One research activity I repeated was doing phenomenological interviews with research participants. Part of the interviews had some commonalities with cotentive stance/OPINES. Before the interview would begin and in the first 5 minutes of the interview, I expended a lot of energy on getting everything right, getting the interview started with all the human subjects details, putting the interviewee at ease, stating the first interview question just right, etc. With more skill I got so I could quickly slip into the flow of the interview, forget myself and focus very intently on what the interviewee was saying. I cannot not explain what perceptual capacities I used, but I would know when some of the interviewees (not all did this) made a certain turn to describe experience as it was lived (not conceptualized or theorized). I would sense it before a certain sentence was finished. At other times, I would hear a phrase or sentence that I knew was key and needed unpacking--either the interviewee would explicate it naturally or I would come back and ask more questions.

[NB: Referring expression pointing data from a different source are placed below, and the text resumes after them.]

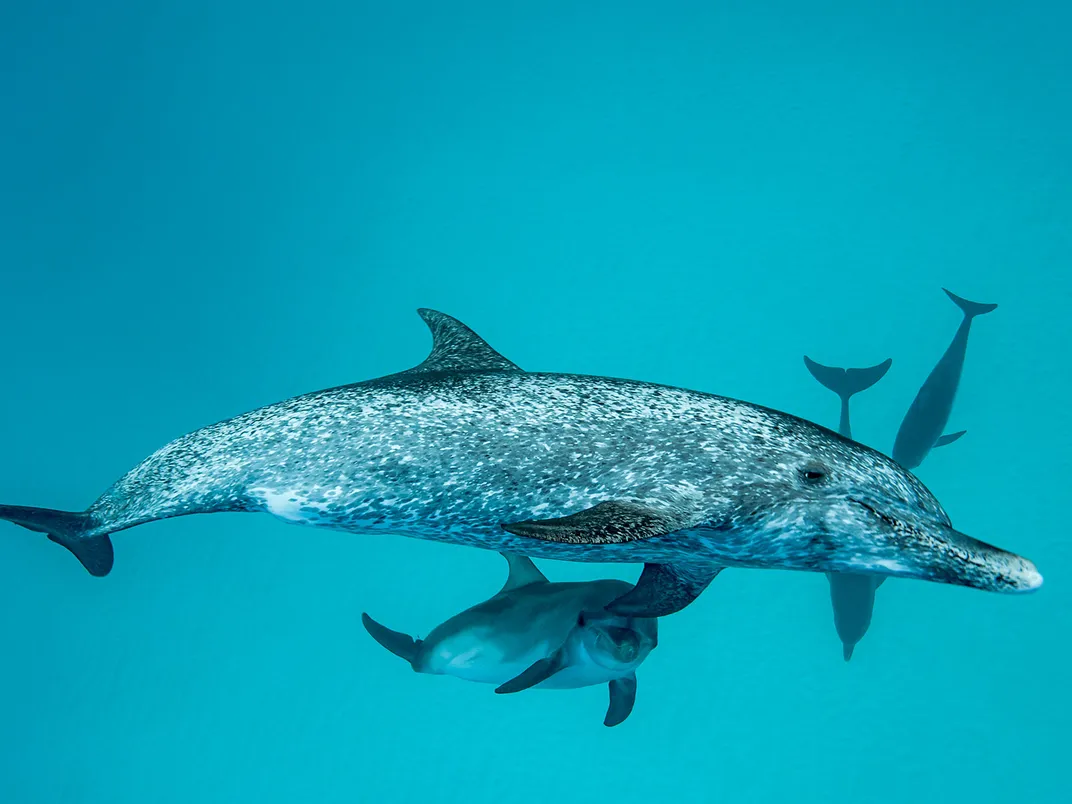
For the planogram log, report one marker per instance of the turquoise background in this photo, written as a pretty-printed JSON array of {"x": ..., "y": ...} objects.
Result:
[{"x": 206, "y": 207}]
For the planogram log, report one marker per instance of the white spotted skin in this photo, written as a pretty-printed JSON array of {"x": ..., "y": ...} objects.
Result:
[
  {"x": 452, "y": 456},
  {"x": 500, "y": 639}
]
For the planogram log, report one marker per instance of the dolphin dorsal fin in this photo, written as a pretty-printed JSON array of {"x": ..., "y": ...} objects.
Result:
[
  {"x": 522, "y": 572},
  {"x": 457, "y": 347}
]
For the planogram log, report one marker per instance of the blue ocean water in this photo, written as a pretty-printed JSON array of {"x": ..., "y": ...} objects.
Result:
[{"x": 207, "y": 207}]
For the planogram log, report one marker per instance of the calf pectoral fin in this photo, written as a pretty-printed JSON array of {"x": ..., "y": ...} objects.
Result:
[
  {"x": 537, "y": 672},
  {"x": 664, "y": 589},
  {"x": 623, "y": 695},
  {"x": 401, "y": 644},
  {"x": 944, "y": 441},
  {"x": 613, "y": 522}
]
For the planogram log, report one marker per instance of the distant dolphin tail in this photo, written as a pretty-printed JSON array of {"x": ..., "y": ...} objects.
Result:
[
  {"x": 847, "y": 382},
  {"x": 971, "y": 309},
  {"x": 68, "y": 529},
  {"x": 401, "y": 644}
]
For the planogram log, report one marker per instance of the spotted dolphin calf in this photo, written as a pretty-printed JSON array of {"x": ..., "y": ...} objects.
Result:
[
  {"x": 467, "y": 448},
  {"x": 852, "y": 596},
  {"x": 922, "y": 428},
  {"x": 535, "y": 634}
]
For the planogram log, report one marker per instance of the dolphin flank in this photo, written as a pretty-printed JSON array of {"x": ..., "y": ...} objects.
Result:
[
  {"x": 535, "y": 634},
  {"x": 467, "y": 448}
]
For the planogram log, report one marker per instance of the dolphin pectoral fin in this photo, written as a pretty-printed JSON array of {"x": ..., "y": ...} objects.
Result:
[
  {"x": 623, "y": 695},
  {"x": 613, "y": 522},
  {"x": 947, "y": 440},
  {"x": 664, "y": 589},
  {"x": 537, "y": 672},
  {"x": 401, "y": 644},
  {"x": 522, "y": 572}
]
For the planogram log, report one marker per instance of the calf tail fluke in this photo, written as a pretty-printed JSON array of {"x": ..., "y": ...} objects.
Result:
[
  {"x": 971, "y": 309},
  {"x": 847, "y": 382},
  {"x": 67, "y": 529}
]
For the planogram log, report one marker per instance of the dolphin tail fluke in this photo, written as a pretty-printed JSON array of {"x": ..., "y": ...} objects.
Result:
[
  {"x": 971, "y": 309},
  {"x": 847, "y": 382},
  {"x": 401, "y": 644},
  {"x": 67, "y": 529}
]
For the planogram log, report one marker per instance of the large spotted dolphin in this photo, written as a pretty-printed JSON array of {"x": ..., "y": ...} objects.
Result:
[
  {"x": 467, "y": 448},
  {"x": 535, "y": 634}
]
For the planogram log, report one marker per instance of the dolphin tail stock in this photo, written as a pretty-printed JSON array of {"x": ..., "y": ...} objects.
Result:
[
  {"x": 971, "y": 309},
  {"x": 401, "y": 644},
  {"x": 69, "y": 529},
  {"x": 847, "y": 382}
]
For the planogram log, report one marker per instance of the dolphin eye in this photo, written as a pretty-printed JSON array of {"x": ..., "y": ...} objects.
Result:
[{"x": 814, "y": 474}]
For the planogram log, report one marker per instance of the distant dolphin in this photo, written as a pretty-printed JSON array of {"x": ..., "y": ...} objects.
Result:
[
  {"x": 852, "y": 596},
  {"x": 534, "y": 634},
  {"x": 469, "y": 448},
  {"x": 922, "y": 427}
]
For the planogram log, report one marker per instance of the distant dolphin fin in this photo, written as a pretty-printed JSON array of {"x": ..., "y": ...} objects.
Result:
[
  {"x": 67, "y": 529},
  {"x": 847, "y": 382},
  {"x": 612, "y": 522},
  {"x": 537, "y": 672},
  {"x": 457, "y": 347},
  {"x": 623, "y": 695},
  {"x": 971, "y": 309},
  {"x": 401, "y": 644},
  {"x": 664, "y": 589},
  {"x": 522, "y": 572},
  {"x": 947, "y": 440}
]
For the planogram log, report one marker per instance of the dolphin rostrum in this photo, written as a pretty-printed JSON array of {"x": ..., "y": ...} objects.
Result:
[
  {"x": 467, "y": 448},
  {"x": 922, "y": 428},
  {"x": 535, "y": 634},
  {"x": 852, "y": 596}
]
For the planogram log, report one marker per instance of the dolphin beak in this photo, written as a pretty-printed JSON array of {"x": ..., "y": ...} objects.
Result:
[{"x": 935, "y": 551}]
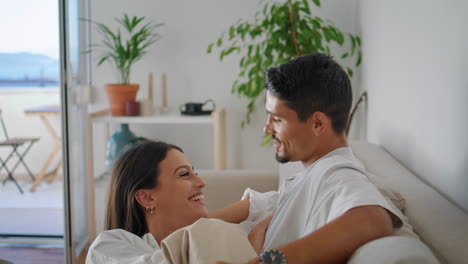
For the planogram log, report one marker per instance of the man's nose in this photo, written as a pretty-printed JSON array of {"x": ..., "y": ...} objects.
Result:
[{"x": 267, "y": 128}]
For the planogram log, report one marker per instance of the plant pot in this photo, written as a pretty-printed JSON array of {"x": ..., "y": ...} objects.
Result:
[{"x": 118, "y": 94}]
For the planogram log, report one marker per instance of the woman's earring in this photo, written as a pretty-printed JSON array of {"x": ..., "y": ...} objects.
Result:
[{"x": 150, "y": 210}]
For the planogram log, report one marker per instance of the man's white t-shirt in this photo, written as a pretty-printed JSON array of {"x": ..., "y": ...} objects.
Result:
[{"x": 325, "y": 190}]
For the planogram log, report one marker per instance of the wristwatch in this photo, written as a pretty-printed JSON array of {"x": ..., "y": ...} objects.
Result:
[{"x": 273, "y": 256}]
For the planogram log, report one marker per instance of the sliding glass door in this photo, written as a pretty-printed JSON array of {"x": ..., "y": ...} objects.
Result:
[{"x": 79, "y": 201}]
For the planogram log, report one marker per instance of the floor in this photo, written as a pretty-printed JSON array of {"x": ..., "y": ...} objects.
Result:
[
  {"x": 28, "y": 255},
  {"x": 38, "y": 213}
]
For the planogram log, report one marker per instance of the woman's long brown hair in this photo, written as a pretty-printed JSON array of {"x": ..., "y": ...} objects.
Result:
[{"x": 137, "y": 168}]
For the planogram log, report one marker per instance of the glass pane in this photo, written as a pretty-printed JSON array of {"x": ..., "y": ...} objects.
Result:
[{"x": 76, "y": 184}]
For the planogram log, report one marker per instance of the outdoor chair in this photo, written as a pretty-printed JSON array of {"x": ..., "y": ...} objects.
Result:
[{"x": 15, "y": 145}]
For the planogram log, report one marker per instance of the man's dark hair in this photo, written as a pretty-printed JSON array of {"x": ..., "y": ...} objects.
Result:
[{"x": 313, "y": 83}]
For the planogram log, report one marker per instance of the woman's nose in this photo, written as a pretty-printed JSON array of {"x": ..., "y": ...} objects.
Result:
[{"x": 199, "y": 182}]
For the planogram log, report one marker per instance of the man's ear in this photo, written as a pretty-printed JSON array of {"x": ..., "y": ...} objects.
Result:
[
  {"x": 146, "y": 198},
  {"x": 318, "y": 122}
]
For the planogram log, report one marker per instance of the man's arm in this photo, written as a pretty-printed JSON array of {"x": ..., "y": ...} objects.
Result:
[
  {"x": 337, "y": 241},
  {"x": 234, "y": 213}
]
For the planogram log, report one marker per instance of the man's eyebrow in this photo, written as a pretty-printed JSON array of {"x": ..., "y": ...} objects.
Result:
[
  {"x": 271, "y": 113},
  {"x": 183, "y": 167}
]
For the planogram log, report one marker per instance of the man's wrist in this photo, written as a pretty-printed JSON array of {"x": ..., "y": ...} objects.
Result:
[{"x": 273, "y": 256}]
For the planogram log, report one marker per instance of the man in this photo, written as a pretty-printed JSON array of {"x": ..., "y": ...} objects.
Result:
[{"x": 326, "y": 212}]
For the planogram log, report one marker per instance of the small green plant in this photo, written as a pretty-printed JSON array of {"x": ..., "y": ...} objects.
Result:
[
  {"x": 124, "y": 49},
  {"x": 280, "y": 31}
]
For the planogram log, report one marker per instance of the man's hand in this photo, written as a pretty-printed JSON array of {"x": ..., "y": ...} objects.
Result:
[
  {"x": 253, "y": 261},
  {"x": 257, "y": 235}
]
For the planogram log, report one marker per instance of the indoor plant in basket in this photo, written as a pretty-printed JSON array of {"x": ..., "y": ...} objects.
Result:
[
  {"x": 123, "y": 49},
  {"x": 280, "y": 31}
]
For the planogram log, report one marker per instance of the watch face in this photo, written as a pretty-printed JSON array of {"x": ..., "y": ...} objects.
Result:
[{"x": 273, "y": 257}]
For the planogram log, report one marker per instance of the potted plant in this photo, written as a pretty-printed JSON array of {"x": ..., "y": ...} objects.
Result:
[
  {"x": 123, "y": 49},
  {"x": 281, "y": 31}
]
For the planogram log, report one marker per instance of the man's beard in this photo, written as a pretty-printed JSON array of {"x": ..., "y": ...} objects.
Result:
[
  {"x": 277, "y": 156},
  {"x": 281, "y": 159}
]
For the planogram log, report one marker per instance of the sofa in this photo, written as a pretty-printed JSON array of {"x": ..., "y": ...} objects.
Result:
[{"x": 441, "y": 226}]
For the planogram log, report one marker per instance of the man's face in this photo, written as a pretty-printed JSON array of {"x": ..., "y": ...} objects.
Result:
[{"x": 292, "y": 138}]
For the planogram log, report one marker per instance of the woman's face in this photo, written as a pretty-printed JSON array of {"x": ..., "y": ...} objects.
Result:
[{"x": 179, "y": 196}]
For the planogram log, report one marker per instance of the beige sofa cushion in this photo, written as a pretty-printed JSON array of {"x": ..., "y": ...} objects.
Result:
[
  {"x": 440, "y": 224},
  {"x": 394, "y": 250}
]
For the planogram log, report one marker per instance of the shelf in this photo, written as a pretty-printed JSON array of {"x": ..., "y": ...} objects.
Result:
[
  {"x": 217, "y": 119},
  {"x": 156, "y": 119}
]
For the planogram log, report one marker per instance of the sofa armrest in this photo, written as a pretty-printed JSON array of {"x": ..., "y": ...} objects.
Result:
[{"x": 224, "y": 187}]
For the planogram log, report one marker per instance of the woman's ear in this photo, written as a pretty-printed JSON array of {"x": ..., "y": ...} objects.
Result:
[{"x": 145, "y": 197}]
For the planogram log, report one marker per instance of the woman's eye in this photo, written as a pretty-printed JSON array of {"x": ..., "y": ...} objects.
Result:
[{"x": 183, "y": 174}]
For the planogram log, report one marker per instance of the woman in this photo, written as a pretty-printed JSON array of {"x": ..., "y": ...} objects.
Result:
[{"x": 153, "y": 192}]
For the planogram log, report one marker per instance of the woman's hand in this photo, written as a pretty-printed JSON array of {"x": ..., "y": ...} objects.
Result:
[{"x": 257, "y": 235}]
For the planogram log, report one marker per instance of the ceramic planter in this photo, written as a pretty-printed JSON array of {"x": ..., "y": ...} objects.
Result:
[{"x": 118, "y": 94}]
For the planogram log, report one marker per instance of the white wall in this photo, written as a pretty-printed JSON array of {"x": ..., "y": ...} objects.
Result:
[
  {"x": 416, "y": 71},
  {"x": 194, "y": 75}
]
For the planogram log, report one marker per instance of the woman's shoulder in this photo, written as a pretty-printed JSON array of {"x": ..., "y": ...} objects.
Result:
[
  {"x": 116, "y": 234},
  {"x": 121, "y": 246},
  {"x": 121, "y": 236}
]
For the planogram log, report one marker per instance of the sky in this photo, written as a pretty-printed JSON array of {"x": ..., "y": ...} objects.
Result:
[{"x": 29, "y": 26}]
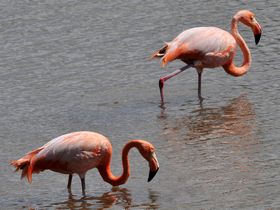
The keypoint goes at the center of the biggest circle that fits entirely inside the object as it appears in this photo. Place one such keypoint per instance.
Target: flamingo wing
(72, 153)
(196, 44)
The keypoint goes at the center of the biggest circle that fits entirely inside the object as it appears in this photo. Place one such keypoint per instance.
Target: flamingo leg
(163, 79)
(69, 181)
(83, 184)
(199, 72)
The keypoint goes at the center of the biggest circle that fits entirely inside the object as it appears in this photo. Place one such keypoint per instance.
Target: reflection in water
(235, 118)
(120, 197)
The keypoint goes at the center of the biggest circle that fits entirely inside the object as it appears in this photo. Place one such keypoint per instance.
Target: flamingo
(78, 152)
(209, 47)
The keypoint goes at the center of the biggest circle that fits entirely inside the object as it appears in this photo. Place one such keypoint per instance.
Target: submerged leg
(83, 184)
(163, 79)
(69, 181)
(199, 72)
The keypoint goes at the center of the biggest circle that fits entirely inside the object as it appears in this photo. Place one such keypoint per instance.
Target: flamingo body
(209, 47)
(78, 152)
(73, 153)
(204, 47)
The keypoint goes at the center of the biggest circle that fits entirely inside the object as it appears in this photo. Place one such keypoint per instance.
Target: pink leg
(163, 79)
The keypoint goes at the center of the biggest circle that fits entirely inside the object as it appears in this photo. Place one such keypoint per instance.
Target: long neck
(230, 67)
(105, 170)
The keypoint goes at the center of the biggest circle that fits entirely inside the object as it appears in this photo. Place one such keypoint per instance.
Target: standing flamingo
(81, 151)
(209, 47)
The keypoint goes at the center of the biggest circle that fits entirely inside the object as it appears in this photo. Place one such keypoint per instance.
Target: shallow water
(68, 66)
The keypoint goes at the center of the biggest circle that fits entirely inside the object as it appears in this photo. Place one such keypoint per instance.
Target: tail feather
(25, 165)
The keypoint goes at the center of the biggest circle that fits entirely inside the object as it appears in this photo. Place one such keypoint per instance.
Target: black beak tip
(257, 38)
(152, 174)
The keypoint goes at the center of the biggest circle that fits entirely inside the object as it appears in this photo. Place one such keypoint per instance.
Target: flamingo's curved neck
(105, 169)
(230, 67)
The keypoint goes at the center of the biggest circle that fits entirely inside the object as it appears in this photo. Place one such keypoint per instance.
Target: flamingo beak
(154, 166)
(257, 38)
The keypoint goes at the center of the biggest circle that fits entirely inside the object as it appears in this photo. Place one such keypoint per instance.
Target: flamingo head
(147, 150)
(248, 18)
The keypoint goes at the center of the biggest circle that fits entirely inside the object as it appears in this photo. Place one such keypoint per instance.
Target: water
(67, 66)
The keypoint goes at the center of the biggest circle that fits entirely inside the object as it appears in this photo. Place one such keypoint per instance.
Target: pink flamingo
(81, 151)
(209, 47)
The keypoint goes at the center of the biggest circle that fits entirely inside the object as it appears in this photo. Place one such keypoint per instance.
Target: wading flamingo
(78, 152)
(209, 47)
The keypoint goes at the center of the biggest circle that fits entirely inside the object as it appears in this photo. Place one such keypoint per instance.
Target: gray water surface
(82, 65)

Others have experienced this or something like it. What I cannot explain is the speed with which I latched on to these points during the interview. It happened more quickly and with deeper insight than my mind usually worked. While I focused and was in control of the way I wanted to guide the interview, I was in a flow that I came to trust and to follow with something akin to intuition. There was a click or locking onto the idea that happened by itself. It seemed like my perception was amplified and the flow of the interview was effortless.

Analytic thinking seemed more methodical and usually slower, though flashes of insight came with analytic thought.